Jean Giono, Un de Baumugnes
Dans l'obscurité une vieille femme remue. La fièvre lui martèle la tête. Dillon dort parmi les hurlements des gardes et le fracas des chaînes heurtées... Ça et là des prisonniers gémissent: une fillette accroupie sous un corps suspendu lèche un des pieds baigné de sang frais! L'enfer s'invente autour de Marion, une femme hurle!
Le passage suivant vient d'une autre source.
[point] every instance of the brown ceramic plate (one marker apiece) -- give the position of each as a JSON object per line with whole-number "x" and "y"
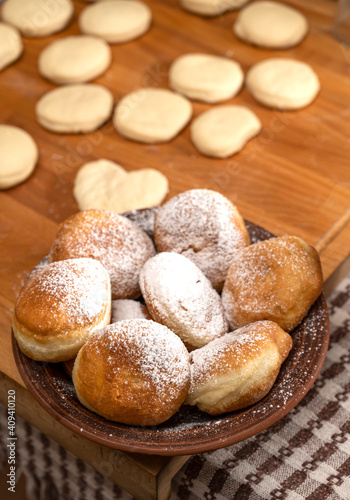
{"x": 189, "y": 431}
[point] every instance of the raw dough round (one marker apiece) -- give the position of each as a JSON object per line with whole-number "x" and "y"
{"x": 205, "y": 77}
{"x": 19, "y": 155}
{"x": 116, "y": 20}
{"x": 224, "y": 130}
{"x": 75, "y": 59}
{"x": 11, "y": 46}
{"x": 152, "y": 115}
{"x": 106, "y": 185}
{"x": 271, "y": 24}
{"x": 211, "y": 7}
{"x": 35, "y": 18}
{"x": 75, "y": 108}
{"x": 283, "y": 83}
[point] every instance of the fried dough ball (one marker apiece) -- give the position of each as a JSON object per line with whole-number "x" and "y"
{"x": 238, "y": 369}
{"x": 134, "y": 372}
{"x": 277, "y": 279}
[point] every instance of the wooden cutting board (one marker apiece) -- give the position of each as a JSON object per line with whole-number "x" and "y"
{"x": 293, "y": 178}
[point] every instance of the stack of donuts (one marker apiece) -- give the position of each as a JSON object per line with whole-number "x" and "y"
{"x": 198, "y": 316}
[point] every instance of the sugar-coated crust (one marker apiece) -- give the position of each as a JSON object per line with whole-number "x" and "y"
{"x": 180, "y": 296}
{"x": 134, "y": 372}
{"x": 238, "y": 369}
{"x": 205, "y": 227}
{"x": 59, "y": 307}
{"x": 117, "y": 242}
{"x": 277, "y": 279}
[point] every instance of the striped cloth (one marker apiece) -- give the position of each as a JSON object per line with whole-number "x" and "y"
{"x": 306, "y": 455}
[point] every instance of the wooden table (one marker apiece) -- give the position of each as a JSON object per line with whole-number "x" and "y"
{"x": 293, "y": 178}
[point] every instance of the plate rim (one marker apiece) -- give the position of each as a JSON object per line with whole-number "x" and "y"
{"x": 189, "y": 448}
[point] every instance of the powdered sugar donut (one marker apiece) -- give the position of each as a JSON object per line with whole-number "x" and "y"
{"x": 179, "y": 296}
{"x": 205, "y": 227}
{"x": 128, "y": 309}
{"x": 277, "y": 279}
{"x": 238, "y": 369}
{"x": 59, "y": 307}
{"x": 135, "y": 372}
{"x": 118, "y": 243}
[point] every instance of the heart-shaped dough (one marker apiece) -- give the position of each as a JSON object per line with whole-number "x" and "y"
{"x": 106, "y": 185}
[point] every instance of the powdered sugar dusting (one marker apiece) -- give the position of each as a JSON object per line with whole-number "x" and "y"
{"x": 127, "y": 309}
{"x": 71, "y": 293}
{"x": 151, "y": 349}
{"x": 118, "y": 243}
{"x": 203, "y": 226}
{"x": 241, "y": 346}
{"x": 272, "y": 279}
{"x": 179, "y": 295}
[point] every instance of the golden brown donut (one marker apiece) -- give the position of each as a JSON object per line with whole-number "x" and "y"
{"x": 238, "y": 369}
{"x": 68, "y": 366}
{"x": 118, "y": 243}
{"x": 277, "y": 279}
{"x": 134, "y": 372}
{"x": 59, "y": 307}
{"x": 128, "y": 309}
{"x": 205, "y": 227}
{"x": 180, "y": 296}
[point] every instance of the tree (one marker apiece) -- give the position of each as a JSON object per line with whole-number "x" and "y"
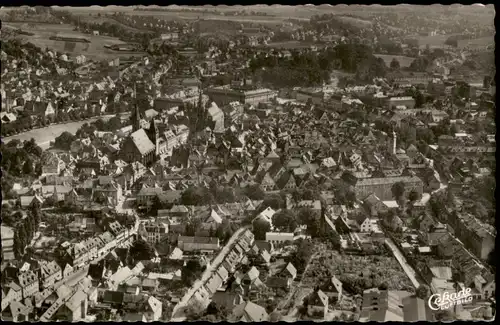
{"x": 285, "y": 220}
{"x": 141, "y": 250}
{"x": 191, "y": 271}
{"x": 18, "y": 246}
{"x": 309, "y": 218}
{"x": 28, "y": 167}
{"x": 195, "y": 310}
{"x": 64, "y": 140}
{"x": 32, "y": 148}
{"x": 413, "y": 196}
{"x": 395, "y": 64}
{"x": 423, "y": 291}
{"x": 303, "y": 253}
{"x": 260, "y": 228}
{"x": 254, "y": 192}
{"x": 197, "y": 196}
{"x": 398, "y": 190}
{"x": 275, "y": 201}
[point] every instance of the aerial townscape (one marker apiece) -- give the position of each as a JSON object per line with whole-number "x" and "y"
{"x": 248, "y": 163}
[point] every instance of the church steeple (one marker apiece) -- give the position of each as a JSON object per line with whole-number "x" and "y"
{"x": 154, "y": 134}
{"x": 136, "y": 117}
Marion est ensanglanté de la tête aux pieds; la pièce est si pleine d'hommes, de femmes et d'enfants que tous ne peuvent s'allonger... Un individu retourne les cadavres à coups de pieds... Les soldats n'arrivent pas à se frayer un chemin, derrière les barreaux des grilles, des guichetiers des agents de police et des sans-culottes viennent jouir du spectacle: un homme est couché dans un coin, sur le dos! Un autre individu immonde, halluciné, parcourt la pièce en hurlant: "En Danemark, il y a deux positions et deux instruments pour décapiter"... Il fait chaud, très chaud! Des espèces d'apparitions rôdent dans la pénombre! Des cris indistincts traversent les murs: un enfant pâle titube vers la sortie; par une porte, un soldat jette un prisonnier dans la salle, il heurte violemment un des murs: Marion regarde autour de lui les corps consumés par la faim, les visages de cendre aux regards vides, les membres fragiles et dramatiques. Des condamnés toussent; un bruit de pas et d'armes approche.